Hypogonadism presents as "delayed adolescence" (primary amenorrhea, 80%) or early ovarian failure (20%); girls with 45,XO Turner (blood karyotyping) who enter puberty are typically found to have mosaicism if other tissues are karyotyped.
Treatment
For short stature, GH therapy should be started early, ideally by age 4-6 and before age 12 years. GH is given subcutaneously in doses of 50 mcg/kg/day or 4.5 IU/m2 /day; the GH dose is titrated to keep the serum IGF-I levels within 3 SD above the mean for age. Rarely, GH treatment causes pseudotumor cerebri. The oral androgen oxandrolone (0.03-0.05 mg/kg/day) is added after age 10 for girls whose growth is inadequate with GH therapy alone. After age 12 years, estrogen therapy is begun with low doses of transdermal estradiol, with a gradual increase in dose over 2-3 years. Progesterone is added after 2 years of estrogen therapy or if menstrual bleeding occurs. For girls age 12 years or older with Turner mosaicism and spontaneous menses, early oocyte retrieval and cryopreservation should be considered, while weighing the risks of pregnancy.

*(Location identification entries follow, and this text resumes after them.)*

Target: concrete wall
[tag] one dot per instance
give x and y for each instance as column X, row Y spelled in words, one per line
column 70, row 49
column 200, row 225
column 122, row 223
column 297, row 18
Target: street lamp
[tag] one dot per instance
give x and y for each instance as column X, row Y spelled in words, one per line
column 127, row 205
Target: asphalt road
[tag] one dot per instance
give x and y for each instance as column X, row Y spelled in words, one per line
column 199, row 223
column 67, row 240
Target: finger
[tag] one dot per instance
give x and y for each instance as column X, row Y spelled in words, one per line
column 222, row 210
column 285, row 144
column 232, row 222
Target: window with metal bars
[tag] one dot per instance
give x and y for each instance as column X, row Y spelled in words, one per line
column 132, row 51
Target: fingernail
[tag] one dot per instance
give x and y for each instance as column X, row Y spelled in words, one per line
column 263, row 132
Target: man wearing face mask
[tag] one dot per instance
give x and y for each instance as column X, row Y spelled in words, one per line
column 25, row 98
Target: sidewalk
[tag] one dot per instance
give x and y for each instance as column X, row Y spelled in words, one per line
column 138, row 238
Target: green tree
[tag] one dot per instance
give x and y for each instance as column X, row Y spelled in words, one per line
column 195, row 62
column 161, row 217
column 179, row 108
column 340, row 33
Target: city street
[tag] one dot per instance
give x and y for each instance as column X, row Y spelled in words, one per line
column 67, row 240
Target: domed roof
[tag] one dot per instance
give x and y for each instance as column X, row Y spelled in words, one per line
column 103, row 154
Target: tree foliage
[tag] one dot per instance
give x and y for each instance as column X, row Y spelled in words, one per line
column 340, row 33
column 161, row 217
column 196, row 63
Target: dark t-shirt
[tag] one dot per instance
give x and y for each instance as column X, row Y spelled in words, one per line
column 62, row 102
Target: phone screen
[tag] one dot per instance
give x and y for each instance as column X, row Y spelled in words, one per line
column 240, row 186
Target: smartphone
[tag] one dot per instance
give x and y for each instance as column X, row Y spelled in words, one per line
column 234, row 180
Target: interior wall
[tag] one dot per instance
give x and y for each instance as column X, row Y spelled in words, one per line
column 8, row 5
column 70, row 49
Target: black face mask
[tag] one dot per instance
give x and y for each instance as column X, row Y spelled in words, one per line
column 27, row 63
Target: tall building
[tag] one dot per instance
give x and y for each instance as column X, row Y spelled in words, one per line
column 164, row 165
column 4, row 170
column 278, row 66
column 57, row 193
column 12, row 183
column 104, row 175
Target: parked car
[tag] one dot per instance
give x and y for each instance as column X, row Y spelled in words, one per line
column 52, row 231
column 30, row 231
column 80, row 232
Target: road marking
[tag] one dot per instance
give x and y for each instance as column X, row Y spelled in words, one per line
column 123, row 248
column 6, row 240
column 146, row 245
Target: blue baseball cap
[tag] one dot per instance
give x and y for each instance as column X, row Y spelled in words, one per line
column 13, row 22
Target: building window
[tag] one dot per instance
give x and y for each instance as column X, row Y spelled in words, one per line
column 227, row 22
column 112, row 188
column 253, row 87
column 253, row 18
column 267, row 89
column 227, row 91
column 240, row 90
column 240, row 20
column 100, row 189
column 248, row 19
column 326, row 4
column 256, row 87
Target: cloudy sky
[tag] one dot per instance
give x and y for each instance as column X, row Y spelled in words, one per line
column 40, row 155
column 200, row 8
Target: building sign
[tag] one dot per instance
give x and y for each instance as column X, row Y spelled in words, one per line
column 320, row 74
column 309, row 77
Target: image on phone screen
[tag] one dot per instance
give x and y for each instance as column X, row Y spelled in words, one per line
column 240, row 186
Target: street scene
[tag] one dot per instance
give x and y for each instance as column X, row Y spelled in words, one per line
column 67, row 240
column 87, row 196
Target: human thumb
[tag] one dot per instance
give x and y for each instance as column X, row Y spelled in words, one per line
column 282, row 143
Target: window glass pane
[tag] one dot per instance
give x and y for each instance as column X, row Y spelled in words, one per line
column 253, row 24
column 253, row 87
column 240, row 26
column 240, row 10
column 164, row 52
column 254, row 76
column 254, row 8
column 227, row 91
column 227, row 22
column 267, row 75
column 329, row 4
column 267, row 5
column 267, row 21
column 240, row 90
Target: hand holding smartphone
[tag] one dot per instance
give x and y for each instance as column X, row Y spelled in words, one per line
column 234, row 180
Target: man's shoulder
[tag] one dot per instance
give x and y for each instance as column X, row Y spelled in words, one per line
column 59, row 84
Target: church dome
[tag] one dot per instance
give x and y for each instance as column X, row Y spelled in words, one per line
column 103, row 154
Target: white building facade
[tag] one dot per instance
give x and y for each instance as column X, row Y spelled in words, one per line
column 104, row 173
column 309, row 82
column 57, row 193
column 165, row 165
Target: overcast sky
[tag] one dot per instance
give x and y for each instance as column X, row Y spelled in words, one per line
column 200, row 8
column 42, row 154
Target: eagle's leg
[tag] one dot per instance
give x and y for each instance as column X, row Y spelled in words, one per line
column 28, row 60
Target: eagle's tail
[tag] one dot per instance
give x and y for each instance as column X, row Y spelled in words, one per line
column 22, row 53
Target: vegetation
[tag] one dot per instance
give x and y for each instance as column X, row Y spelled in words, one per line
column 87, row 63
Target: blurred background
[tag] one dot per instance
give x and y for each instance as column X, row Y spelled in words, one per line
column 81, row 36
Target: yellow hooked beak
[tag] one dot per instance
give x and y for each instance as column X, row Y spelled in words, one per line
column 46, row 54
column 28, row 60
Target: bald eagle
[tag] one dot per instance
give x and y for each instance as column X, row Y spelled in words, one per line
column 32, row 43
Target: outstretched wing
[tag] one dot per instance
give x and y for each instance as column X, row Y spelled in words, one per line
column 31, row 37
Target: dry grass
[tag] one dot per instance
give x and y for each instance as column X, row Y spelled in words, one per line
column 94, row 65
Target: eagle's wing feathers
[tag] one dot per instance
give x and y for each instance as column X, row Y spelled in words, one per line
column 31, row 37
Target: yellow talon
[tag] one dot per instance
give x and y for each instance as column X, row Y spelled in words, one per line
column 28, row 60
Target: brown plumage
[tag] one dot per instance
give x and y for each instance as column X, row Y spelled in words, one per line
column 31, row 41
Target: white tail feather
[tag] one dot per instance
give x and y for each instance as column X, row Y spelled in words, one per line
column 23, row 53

Complications & Surveillance
Women with Turner syndrome have a reduced life expectancy due in part to their increased risk of diabetes mellitus (types 1 and 2), hypertension, dyslipidemia, and osteoporosis. Patients are prone to keloid formation after surgery or ear piercing. Annual surveillance should include a blood pressure determination and laboratory evaluations that include a serum TSH, liver enzymes, BUN, creatinine, and fasting serum lipids and glucose. Celiac disease screening (serum TTG IgA Ab) is warranted every 2-5 years for school-age girls and then whenever indicated clinically. Audiology exams are recommended every 1-5 years. Bone mineral densitometries should be measured periodically for women over age 18 years.

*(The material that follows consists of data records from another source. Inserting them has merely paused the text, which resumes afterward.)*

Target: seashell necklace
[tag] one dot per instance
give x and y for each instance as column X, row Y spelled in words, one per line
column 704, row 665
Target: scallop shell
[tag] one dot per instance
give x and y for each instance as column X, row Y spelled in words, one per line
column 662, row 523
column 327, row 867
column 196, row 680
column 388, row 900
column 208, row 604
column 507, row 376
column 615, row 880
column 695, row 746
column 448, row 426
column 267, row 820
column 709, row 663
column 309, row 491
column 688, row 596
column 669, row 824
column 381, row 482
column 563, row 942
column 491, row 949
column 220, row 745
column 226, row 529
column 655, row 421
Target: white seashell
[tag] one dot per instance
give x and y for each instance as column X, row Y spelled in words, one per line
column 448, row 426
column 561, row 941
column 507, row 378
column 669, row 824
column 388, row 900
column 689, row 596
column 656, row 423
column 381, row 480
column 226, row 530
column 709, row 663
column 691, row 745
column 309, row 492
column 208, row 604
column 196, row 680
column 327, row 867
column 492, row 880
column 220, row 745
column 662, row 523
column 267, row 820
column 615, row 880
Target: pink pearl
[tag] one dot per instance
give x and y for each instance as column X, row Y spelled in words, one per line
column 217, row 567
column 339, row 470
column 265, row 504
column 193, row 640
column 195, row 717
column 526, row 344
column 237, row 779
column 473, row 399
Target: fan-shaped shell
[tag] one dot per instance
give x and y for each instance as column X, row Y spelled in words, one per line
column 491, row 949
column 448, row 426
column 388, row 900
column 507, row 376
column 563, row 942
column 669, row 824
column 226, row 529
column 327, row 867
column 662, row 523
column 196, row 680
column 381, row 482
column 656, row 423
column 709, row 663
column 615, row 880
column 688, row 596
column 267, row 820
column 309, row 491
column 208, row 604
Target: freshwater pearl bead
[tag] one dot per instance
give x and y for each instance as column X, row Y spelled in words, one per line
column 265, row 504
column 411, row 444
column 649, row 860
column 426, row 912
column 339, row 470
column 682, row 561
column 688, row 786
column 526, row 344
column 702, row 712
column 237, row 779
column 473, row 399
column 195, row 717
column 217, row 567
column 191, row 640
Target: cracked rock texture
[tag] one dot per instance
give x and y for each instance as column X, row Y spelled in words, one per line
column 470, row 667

Bicuspid aortic valves are common and are associated with an increased risk of infective endocarditis, aortic valvular stenosis or regurgitation, and ascending aortic root dilation and dissection. The risk of aortic dissection is increased more than 100-fold in women with Turner syndrome, particularly those with pronounced neck webbing and shield chest. Patients with aortic root enlargement are usually treated with beta-blockade and serial imaging.
About 5% of women with Turner syndrome experience natural pregnancy and even more can become pregnant with oocyte donation. Such pregnancies are very high-risk, with increased fetal morbidity and preeclampsia. During pregnancy, women with Turner syndrome have a 2% risk of aortic dissection or rupture, so they require close monitoring with repeated echocardiography; those with aortic root diameter 4 cm or more are delivered by elective caesarean section, whereas those with an aortic root diameter less than 4 cm may deliver vaginally.
Partial anomalous pulmonary vein connections can lead to left-to-right shunting of blood. Adults with Turner syndrome also have a high incidence of ECG abnormalities, such as long QT syndrome.
Patients with the classic 45,XO karyotype have a high risk of renal structural abnormalities, whereas those with 46,X/abnormal X are more prone to malformations of the urinary collecting system.